コンテナとは仮想化技術の一種。クラウド環境などで広く使われている。従来の仮想化から順に追っていくとコンテナを理解しやすい。仮想化とは、ハードウエアをソフトウエアによって再現する技術だ。コンピューターの機能をソフトウエアとして実現する。このソフトウエアは仮想マシンや仮想機械などと呼ばれる。
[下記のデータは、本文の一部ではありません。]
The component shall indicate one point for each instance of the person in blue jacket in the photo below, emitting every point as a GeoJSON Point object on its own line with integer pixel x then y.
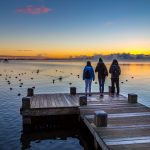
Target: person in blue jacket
{"type": "Point", "coordinates": [88, 76]}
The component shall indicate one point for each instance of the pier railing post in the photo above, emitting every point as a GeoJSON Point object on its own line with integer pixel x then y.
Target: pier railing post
{"type": "Point", "coordinates": [30, 92]}
{"type": "Point", "coordinates": [26, 103]}
{"type": "Point", "coordinates": [82, 100]}
{"type": "Point", "coordinates": [100, 118]}
{"type": "Point", "coordinates": [111, 90]}
{"type": "Point", "coordinates": [72, 90]}
{"type": "Point", "coordinates": [25, 118]}
{"type": "Point", "coordinates": [132, 98]}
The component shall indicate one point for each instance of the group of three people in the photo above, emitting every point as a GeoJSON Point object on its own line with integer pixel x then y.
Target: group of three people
{"type": "Point", "coordinates": [89, 75]}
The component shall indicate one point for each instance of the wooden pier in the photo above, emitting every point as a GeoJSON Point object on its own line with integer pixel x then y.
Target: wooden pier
{"type": "Point", "coordinates": [127, 122]}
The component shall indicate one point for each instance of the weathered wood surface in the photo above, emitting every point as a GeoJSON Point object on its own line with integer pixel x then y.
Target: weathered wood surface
{"type": "Point", "coordinates": [52, 104]}
{"type": "Point", "coordinates": [128, 124]}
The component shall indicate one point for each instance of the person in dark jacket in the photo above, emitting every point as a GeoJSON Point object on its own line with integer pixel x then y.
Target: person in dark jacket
{"type": "Point", "coordinates": [102, 73]}
{"type": "Point", "coordinates": [88, 76]}
{"type": "Point", "coordinates": [115, 72]}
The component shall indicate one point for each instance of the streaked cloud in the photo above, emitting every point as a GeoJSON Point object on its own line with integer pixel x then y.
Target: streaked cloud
{"type": "Point", "coordinates": [109, 23]}
{"type": "Point", "coordinates": [34, 10]}
{"type": "Point", "coordinates": [26, 50]}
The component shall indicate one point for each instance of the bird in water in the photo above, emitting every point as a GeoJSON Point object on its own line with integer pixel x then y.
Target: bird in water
{"type": "Point", "coordinates": [60, 78]}
{"type": "Point", "coordinates": [53, 81]}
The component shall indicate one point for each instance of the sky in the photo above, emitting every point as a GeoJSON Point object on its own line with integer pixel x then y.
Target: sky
{"type": "Point", "coordinates": [64, 28]}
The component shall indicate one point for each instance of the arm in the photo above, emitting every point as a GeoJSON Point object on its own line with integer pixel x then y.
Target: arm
{"type": "Point", "coordinates": [119, 71]}
{"type": "Point", "coordinates": [106, 71]}
{"type": "Point", "coordinates": [110, 69]}
{"type": "Point", "coordinates": [83, 76]}
{"type": "Point", "coordinates": [96, 69]}
{"type": "Point", "coordinates": [93, 74]}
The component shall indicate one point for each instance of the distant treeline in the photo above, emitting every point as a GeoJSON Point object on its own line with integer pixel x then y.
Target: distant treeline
{"type": "Point", "coordinates": [123, 56]}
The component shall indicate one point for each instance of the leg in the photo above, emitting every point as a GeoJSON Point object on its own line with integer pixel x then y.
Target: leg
{"type": "Point", "coordinates": [90, 83]}
{"type": "Point", "coordinates": [112, 85]}
{"type": "Point", "coordinates": [103, 82]}
{"type": "Point", "coordinates": [117, 86]}
{"type": "Point", "coordinates": [86, 86]}
{"type": "Point", "coordinates": [100, 85]}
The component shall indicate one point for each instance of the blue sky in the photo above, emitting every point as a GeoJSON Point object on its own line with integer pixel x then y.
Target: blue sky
{"type": "Point", "coordinates": [49, 27]}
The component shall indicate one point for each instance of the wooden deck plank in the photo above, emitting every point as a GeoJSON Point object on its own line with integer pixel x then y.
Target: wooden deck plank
{"type": "Point", "coordinates": [128, 124]}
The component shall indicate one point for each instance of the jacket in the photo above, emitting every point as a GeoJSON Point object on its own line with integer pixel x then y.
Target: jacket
{"type": "Point", "coordinates": [90, 69]}
{"type": "Point", "coordinates": [102, 70]}
{"type": "Point", "coordinates": [115, 71]}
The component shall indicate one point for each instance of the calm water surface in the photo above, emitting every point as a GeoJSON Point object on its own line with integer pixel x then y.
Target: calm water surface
{"type": "Point", "coordinates": [135, 77]}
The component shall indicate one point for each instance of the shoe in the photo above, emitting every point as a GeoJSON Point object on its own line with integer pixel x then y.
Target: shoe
{"type": "Point", "coordinates": [101, 95]}
{"type": "Point", "coordinates": [117, 94]}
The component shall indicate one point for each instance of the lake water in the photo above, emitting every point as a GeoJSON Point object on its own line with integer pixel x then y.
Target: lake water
{"type": "Point", "coordinates": [135, 78]}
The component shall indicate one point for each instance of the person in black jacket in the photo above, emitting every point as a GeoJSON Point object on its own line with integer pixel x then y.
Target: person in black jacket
{"type": "Point", "coordinates": [102, 73]}
{"type": "Point", "coordinates": [115, 72]}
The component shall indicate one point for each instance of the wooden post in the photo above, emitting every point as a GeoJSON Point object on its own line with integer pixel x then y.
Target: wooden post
{"type": "Point", "coordinates": [132, 98]}
{"type": "Point", "coordinates": [30, 92]}
{"type": "Point", "coordinates": [100, 118]}
{"type": "Point", "coordinates": [72, 90]}
{"type": "Point", "coordinates": [82, 100]}
{"type": "Point", "coordinates": [26, 103]}
{"type": "Point", "coordinates": [111, 90]}
{"type": "Point", "coordinates": [95, 144]}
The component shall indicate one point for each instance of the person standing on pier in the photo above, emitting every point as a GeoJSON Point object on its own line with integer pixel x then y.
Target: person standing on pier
{"type": "Point", "coordinates": [88, 76]}
{"type": "Point", "coordinates": [115, 72]}
{"type": "Point", "coordinates": [102, 73]}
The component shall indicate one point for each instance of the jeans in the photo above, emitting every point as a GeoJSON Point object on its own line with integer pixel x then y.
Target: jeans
{"type": "Point", "coordinates": [88, 85]}
{"type": "Point", "coordinates": [101, 84]}
{"type": "Point", "coordinates": [115, 81]}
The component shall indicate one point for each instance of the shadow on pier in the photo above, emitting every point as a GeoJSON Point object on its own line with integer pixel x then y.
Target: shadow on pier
{"type": "Point", "coordinates": [61, 130]}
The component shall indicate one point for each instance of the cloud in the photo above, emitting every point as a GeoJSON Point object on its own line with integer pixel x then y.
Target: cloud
{"type": "Point", "coordinates": [24, 50]}
{"type": "Point", "coordinates": [109, 23]}
{"type": "Point", "coordinates": [33, 10]}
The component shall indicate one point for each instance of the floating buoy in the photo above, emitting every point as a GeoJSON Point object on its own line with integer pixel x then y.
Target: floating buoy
{"type": "Point", "coordinates": [60, 78]}
{"type": "Point", "coordinates": [53, 81]}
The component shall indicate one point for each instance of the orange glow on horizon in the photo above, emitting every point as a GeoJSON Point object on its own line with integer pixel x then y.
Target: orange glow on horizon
{"type": "Point", "coordinates": [62, 53]}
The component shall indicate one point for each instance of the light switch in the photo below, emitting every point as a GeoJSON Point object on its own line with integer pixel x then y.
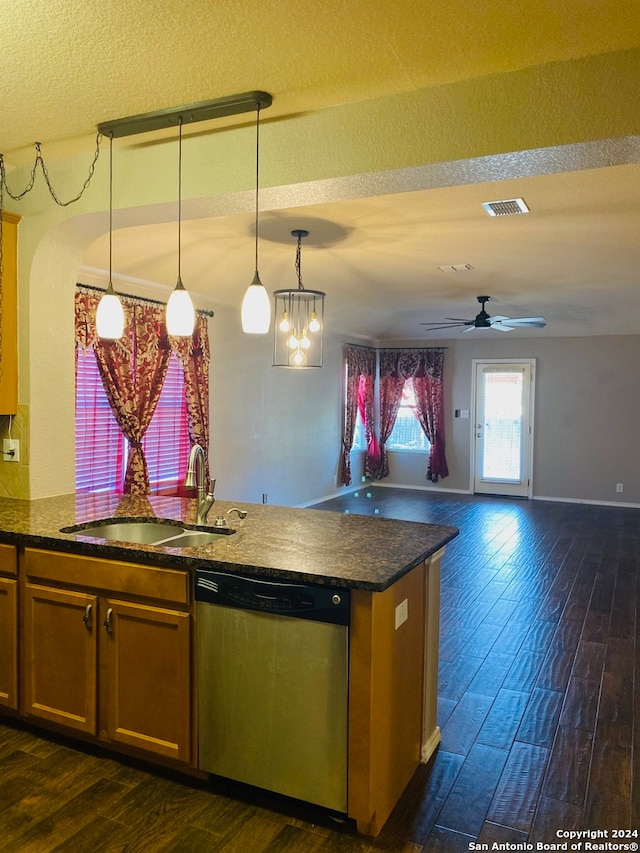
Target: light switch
{"type": "Point", "coordinates": [402, 613]}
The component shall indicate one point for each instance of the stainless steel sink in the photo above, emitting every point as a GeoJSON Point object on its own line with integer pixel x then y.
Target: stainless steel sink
{"type": "Point", "coordinates": [148, 531]}
{"type": "Point", "coordinates": [191, 539]}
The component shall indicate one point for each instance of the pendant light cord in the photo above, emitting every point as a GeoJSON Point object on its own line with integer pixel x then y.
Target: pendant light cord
{"type": "Point", "coordinates": [298, 262]}
{"type": "Point", "coordinates": [110, 206]}
{"type": "Point", "coordinates": [179, 199]}
{"type": "Point", "coordinates": [257, 175]}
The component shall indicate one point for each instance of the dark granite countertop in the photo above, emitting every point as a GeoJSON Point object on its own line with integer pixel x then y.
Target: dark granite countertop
{"type": "Point", "coordinates": [302, 544]}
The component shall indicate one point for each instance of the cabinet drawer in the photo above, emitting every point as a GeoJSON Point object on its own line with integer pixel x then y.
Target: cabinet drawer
{"type": "Point", "coordinates": [8, 559]}
{"type": "Point", "coordinates": [162, 584]}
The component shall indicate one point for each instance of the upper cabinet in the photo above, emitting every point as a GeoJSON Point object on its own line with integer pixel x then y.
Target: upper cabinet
{"type": "Point", "coordinates": [9, 316]}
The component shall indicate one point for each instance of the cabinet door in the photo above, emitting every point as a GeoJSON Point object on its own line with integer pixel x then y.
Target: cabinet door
{"type": "Point", "coordinates": [9, 643]}
{"type": "Point", "coordinates": [147, 678]}
{"type": "Point", "coordinates": [60, 657]}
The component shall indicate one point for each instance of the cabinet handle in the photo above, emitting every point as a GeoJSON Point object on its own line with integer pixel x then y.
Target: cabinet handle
{"type": "Point", "coordinates": [107, 621]}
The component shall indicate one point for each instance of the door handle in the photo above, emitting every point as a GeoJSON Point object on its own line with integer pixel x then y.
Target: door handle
{"type": "Point", "coordinates": [107, 621]}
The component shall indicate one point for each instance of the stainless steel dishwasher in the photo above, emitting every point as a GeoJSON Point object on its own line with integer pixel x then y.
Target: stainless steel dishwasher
{"type": "Point", "coordinates": [273, 684]}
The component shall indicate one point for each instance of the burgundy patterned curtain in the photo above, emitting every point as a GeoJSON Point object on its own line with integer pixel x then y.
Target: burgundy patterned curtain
{"type": "Point", "coordinates": [391, 385]}
{"type": "Point", "coordinates": [427, 388]}
{"type": "Point", "coordinates": [133, 370]}
{"type": "Point", "coordinates": [361, 362]}
{"type": "Point", "coordinates": [425, 368]}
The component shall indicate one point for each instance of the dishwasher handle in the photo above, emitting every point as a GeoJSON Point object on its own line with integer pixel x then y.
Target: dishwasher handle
{"type": "Point", "coordinates": [301, 601]}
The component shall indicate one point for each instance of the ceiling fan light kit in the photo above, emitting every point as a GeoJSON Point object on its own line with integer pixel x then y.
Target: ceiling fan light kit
{"type": "Point", "coordinates": [483, 320]}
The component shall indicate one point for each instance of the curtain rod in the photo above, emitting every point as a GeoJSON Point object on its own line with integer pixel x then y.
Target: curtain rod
{"type": "Point", "coordinates": [201, 311]}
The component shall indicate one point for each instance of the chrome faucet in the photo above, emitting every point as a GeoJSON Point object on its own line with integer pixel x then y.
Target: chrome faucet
{"type": "Point", "coordinates": [196, 478]}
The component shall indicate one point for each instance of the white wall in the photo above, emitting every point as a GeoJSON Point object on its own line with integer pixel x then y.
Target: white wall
{"type": "Point", "coordinates": [274, 431]}
{"type": "Point", "coordinates": [587, 418]}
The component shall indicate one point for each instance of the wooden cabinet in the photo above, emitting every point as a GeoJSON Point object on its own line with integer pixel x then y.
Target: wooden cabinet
{"type": "Point", "coordinates": [60, 657]}
{"type": "Point", "coordinates": [103, 665]}
{"type": "Point", "coordinates": [8, 627]}
{"type": "Point", "coordinates": [146, 700]}
{"type": "Point", "coordinates": [9, 316]}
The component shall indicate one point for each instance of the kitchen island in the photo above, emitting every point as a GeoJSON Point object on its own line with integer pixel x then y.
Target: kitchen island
{"type": "Point", "coordinates": [391, 568]}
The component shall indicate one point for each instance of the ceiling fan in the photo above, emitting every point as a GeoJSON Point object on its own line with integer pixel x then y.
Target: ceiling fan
{"type": "Point", "coordinates": [485, 321]}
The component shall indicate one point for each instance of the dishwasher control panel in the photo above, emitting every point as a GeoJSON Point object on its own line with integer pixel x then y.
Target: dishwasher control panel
{"type": "Point", "coordinates": [303, 601]}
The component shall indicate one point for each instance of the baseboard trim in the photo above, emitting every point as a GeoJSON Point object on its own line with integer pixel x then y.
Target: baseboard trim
{"type": "Point", "coordinates": [618, 504]}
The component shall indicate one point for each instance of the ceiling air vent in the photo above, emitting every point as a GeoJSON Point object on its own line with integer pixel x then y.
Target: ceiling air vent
{"type": "Point", "coordinates": [508, 207]}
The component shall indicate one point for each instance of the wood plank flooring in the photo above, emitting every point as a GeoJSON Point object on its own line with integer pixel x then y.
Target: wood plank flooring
{"type": "Point", "coordinates": [539, 707]}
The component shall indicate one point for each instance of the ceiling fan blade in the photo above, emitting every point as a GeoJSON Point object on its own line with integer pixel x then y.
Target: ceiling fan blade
{"type": "Point", "coordinates": [534, 322]}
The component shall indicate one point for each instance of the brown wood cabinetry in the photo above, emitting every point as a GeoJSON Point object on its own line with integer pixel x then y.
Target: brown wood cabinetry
{"type": "Point", "coordinates": [146, 703]}
{"type": "Point", "coordinates": [103, 665]}
{"type": "Point", "coordinates": [59, 670]}
{"type": "Point", "coordinates": [8, 627]}
{"type": "Point", "coordinates": [9, 316]}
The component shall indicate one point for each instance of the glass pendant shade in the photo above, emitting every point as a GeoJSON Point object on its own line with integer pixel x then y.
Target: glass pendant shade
{"type": "Point", "coordinates": [256, 308]}
{"type": "Point", "coordinates": [299, 328]}
{"type": "Point", "coordinates": [181, 315]}
{"type": "Point", "coordinates": [110, 313]}
{"type": "Point", "coordinates": [110, 316]}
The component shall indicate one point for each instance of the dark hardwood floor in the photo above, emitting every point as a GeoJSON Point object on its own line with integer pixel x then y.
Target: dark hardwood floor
{"type": "Point", "coordinates": [539, 706]}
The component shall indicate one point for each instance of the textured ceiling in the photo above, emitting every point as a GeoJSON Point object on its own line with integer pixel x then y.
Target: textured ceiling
{"type": "Point", "coordinates": [66, 66]}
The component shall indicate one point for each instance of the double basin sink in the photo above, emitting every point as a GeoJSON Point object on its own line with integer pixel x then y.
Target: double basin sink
{"type": "Point", "coordinates": [148, 531]}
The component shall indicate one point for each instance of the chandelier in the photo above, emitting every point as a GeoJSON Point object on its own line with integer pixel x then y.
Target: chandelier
{"type": "Point", "coordinates": [299, 321]}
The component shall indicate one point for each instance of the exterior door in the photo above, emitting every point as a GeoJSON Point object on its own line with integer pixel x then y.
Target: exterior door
{"type": "Point", "coordinates": [503, 438]}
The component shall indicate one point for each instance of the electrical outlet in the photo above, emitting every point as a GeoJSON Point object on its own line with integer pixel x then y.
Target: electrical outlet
{"type": "Point", "coordinates": [402, 613]}
{"type": "Point", "coordinates": [10, 450]}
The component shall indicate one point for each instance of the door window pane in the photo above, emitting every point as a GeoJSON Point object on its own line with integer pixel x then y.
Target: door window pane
{"type": "Point", "coordinates": [503, 426]}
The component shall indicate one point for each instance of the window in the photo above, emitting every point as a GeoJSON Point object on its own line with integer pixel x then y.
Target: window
{"type": "Point", "coordinates": [358, 437]}
{"type": "Point", "coordinates": [407, 434]}
{"type": "Point", "coordinates": [101, 449]}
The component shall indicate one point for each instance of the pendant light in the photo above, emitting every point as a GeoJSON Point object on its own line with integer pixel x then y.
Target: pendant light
{"type": "Point", "coordinates": [299, 324]}
{"type": "Point", "coordinates": [110, 314]}
{"type": "Point", "coordinates": [256, 306]}
{"type": "Point", "coordinates": [181, 316]}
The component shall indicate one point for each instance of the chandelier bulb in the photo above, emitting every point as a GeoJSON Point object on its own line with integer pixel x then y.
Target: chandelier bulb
{"type": "Point", "coordinates": [285, 325]}
{"type": "Point", "coordinates": [314, 323]}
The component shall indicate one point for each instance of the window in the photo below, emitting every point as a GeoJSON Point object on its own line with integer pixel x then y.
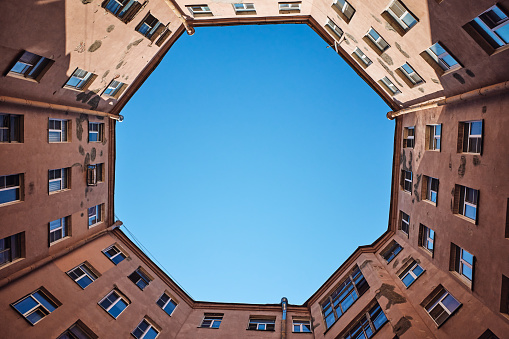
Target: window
{"type": "Point", "coordinates": [35, 306]}
{"type": "Point", "coordinates": [289, 6]}
{"type": "Point", "coordinates": [57, 130]}
{"type": "Point", "coordinates": [462, 262]}
{"type": "Point", "coordinates": [389, 86]}
{"type": "Point", "coordinates": [79, 80]}
{"type": "Point", "coordinates": [433, 135]}
{"type": "Point", "coordinates": [409, 137]}
{"type": "Point", "coordinates": [11, 248]}
{"type": "Point", "coordinates": [470, 137]}
{"type": "Point", "coordinates": [125, 10]}
{"type": "Point", "coordinates": [150, 27]}
{"type": "Point", "coordinates": [401, 16]}
{"type": "Point", "coordinates": [82, 275]}
{"type": "Point", "coordinates": [145, 330]}
{"type": "Point", "coordinates": [441, 306]}
{"type": "Point", "coordinates": [166, 303]}
{"type": "Point", "coordinates": [140, 278]}
{"type": "Point", "coordinates": [465, 202]}
{"type": "Point", "coordinates": [391, 251]}
{"type": "Point", "coordinates": [411, 273]}
{"type": "Point", "coordinates": [411, 75]}
{"type": "Point", "coordinates": [442, 58]}
{"type": "Point", "coordinates": [429, 189]}
{"type": "Point", "coordinates": [200, 9]}
{"type": "Point", "coordinates": [368, 325]}
{"type": "Point", "coordinates": [362, 57]}
{"type": "Point", "coordinates": [334, 29]}
{"type": "Point", "coordinates": [379, 42]}
{"type": "Point", "coordinates": [59, 229]}
{"type": "Point", "coordinates": [58, 179]}
{"type": "Point", "coordinates": [353, 287]}
{"type": "Point", "coordinates": [10, 188]}
{"type": "Point", "coordinates": [405, 222]}
{"type": "Point", "coordinates": [114, 89]}
{"type": "Point", "coordinates": [344, 9]}
{"type": "Point", "coordinates": [242, 8]}
{"type": "Point", "coordinates": [95, 215]}
{"type": "Point", "coordinates": [78, 331]}
{"type": "Point", "coordinates": [30, 66]}
{"type": "Point", "coordinates": [490, 29]}
{"type": "Point", "coordinates": [95, 174]}
{"type": "Point", "coordinates": [95, 131]}
{"type": "Point", "coordinates": [114, 254]}
{"type": "Point", "coordinates": [406, 181]}
{"type": "Point", "coordinates": [212, 320]}
{"type": "Point", "coordinates": [302, 326]}
{"type": "Point", "coordinates": [261, 324]}
{"type": "Point", "coordinates": [11, 128]}
{"type": "Point", "coordinates": [426, 238]}
{"type": "Point", "coordinates": [114, 304]}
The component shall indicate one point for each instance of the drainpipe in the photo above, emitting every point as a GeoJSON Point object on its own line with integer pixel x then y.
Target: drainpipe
{"type": "Point", "coordinates": [475, 94]}
{"type": "Point", "coordinates": [45, 105]}
{"type": "Point", "coordinates": [284, 306]}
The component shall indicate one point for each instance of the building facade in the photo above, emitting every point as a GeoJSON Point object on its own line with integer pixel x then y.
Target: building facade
{"type": "Point", "coordinates": [441, 270]}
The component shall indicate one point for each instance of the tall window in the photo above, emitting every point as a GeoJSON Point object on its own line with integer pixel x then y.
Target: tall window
{"type": "Point", "coordinates": [344, 296]}
{"type": "Point", "coordinates": [11, 128]}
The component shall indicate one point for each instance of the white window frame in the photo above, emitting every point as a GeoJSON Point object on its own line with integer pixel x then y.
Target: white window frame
{"type": "Point", "coordinates": [405, 13]}
{"type": "Point", "coordinates": [87, 272]}
{"type": "Point", "coordinates": [146, 331]}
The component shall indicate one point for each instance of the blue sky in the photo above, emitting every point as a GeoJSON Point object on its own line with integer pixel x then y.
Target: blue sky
{"type": "Point", "coordinates": [253, 162]}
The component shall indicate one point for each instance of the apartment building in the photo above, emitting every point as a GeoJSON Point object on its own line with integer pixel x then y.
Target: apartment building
{"type": "Point", "coordinates": [441, 269]}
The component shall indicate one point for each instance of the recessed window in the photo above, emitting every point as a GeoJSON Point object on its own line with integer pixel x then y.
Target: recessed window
{"type": "Point", "coordinates": [409, 137]}
{"type": "Point", "coordinates": [11, 248]}
{"type": "Point", "coordinates": [79, 80]}
{"type": "Point", "coordinates": [212, 320]}
{"type": "Point", "coordinates": [125, 10]}
{"type": "Point", "coordinates": [30, 66]}
{"type": "Point", "coordinates": [405, 222]}
{"type": "Point", "coordinates": [470, 134]}
{"type": "Point", "coordinates": [95, 131]}
{"type": "Point", "coordinates": [334, 29]}
{"type": "Point", "coordinates": [344, 9]}
{"type": "Point", "coordinates": [379, 42]}
{"type": "Point", "coordinates": [353, 287]}
{"type": "Point", "coordinates": [466, 200]}
{"type": "Point", "coordinates": [57, 130]}
{"type": "Point", "coordinates": [429, 189]}
{"type": "Point", "coordinates": [167, 303]}
{"type": "Point", "coordinates": [441, 306]}
{"type": "Point", "coordinates": [35, 306]}
{"type": "Point", "coordinates": [411, 273]}
{"type": "Point", "coordinates": [261, 324]}
{"type": "Point", "coordinates": [11, 128]}
{"type": "Point", "coordinates": [363, 58]}
{"type": "Point", "coordinates": [59, 229]}
{"type": "Point", "coordinates": [406, 181]}
{"type": "Point", "coordinates": [140, 278]}
{"type": "Point", "coordinates": [114, 254]}
{"type": "Point", "coordinates": [391, 251]}
{"type": "Point", "coordinates": [370, 322]}
{"type": "Point", "coordinates": [10, 188]}
{"type": "Point", "coordinates": [58, 179]}
{"type": "Point", "coordinates": [433, 137]}
{"type": "Point", "coordinates": [82, 275]}
{"type": "Point", "coordinates": [301, 326]}
{"type": "Point", "coordinates": [145, 330]}
{"type": "Point", "coordinates": [95, 215]}
{"type": "Point", "coordinates": [114, 303]}
{"type": "Point", "coordinates": [426, 238]}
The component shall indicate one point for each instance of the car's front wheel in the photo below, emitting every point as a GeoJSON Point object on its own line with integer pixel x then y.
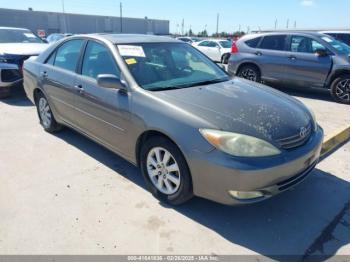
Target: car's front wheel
{"type": "Point", "coordinates": [250, 72]}
{"type": "Point", "coordinates": [340, 89]}
{"type": "Point", "coordinates": [47, 120]}
{"type": "Point", "coordinates": [165, 171]}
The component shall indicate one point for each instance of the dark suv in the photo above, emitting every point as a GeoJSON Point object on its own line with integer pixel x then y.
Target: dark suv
{"type": "Point", "coordinates": [294, 58]}
{"type": "Point", "coordinates": [343, 36]}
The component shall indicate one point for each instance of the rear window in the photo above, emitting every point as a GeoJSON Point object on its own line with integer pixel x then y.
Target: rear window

 仮想マシンは仮想化されたコンピューターであり、アプリケーションだけではなくOSやミドルウエアといった実行環境も含まれる。仮想マシンに導入するOSはゲストOSと呼ばれる。

 仮想マシンはソフトウエアなので、1台のハードウエアで複数のゲストOSを動作させられる。1台のコンピューターで複数のコンピューターを同時に動かすイメージだ。ハードウエアを効率的に利用でき、運用や管理のコスト削減も期待できる。

 異なるOSを搭載した仮想マシンを動かせることも特徴だ。例えばWindows上でLinux環境の仮想マシンを動かすといったことが可能だ。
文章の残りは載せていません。